Many tasks are frustrating - example- Last week -a patient who was scheduled for flu vaccine -decided to decline- But the order was already entered. No problem - just delete it. My old school method was to cross it out on paper chart- done. Instead, it took my local admin and I about 10 minutes to figure out how to do this.

I know this is a small example, but it magnifies over the course of the day and week. A task that should be simple -is not.

It's the Learning Curve. Took you 10 minutes the first time; now you know and next time it will take 10 seconds.

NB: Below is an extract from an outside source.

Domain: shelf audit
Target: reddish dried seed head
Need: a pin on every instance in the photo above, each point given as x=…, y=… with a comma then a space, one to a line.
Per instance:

Most of us in our 60s had the joy of the computerization learning curve in our offices during our prime work years and we dealt with it, or were left behind. Doctors are in that same boat now.
 
On the patient side, I see see the benefits. 6 different duty stations in rapid succession. Major heart surgeries etc. And the vast majority is in the military electronic health record. A doc in tx can quickly scan thru and say oh I see you had an xyz test 3 years ago on your neck in PA. Maybe they caught a good look at your other nearby body part also. Click click. Yes they did! Yes thats arthritis or whatever. Boom. Saved an extra scan, everyone's time etc. This has happened on too many occassions to count. I LOVE it. Although the misc notes section us a riot as "post operative instructions guven to daughter." No children here. I think they mean given to hus wife. Did they test him for some weird bacteria after deployment? (No idea) Why yes they did, that weird bacteria. Who was your doc? (He was cute? No idea on name) Oh Dr what's his face. I know whats his face. He's thorough...etc. Love it.
 
This is a subject that has interested me the last couple of years. First thing in every appointment is a sign on and a bunch of typing. Then they ask what my issue is and they type some more. Some will divert their eyes to me and some won't. Then when they've entered in the subject of my visit I finally get the physical assessment. Upon completion we talk about remedy or a conclusion that I'm in incredibly good shape (outside of all my problems) and they type the last bit in. I'm sure one of the medical classes added has been keyboard training
 
Yes, but I have been using computer software in my other areas of life for 30 years. Back in the 80's was one of the first to use PC.

I think that is Gawande's point - it is not that he is unfamiliar with computer tech - it is that some of the EMR systems were not built with end users in mind. IMHO
 
The software needs to catch up to what I have in the living room.....Alexa, excise the blackhead..."ok, exciting the patients head."
 
It's the Learning Curve. Took you 10 minutes the first time; now you know and next time it will take 10 seconds.

Provided the UI hasn't changed. UIs took a big hit with small screen devices. Even apps designed for big screens have UIs better suited to smartphones.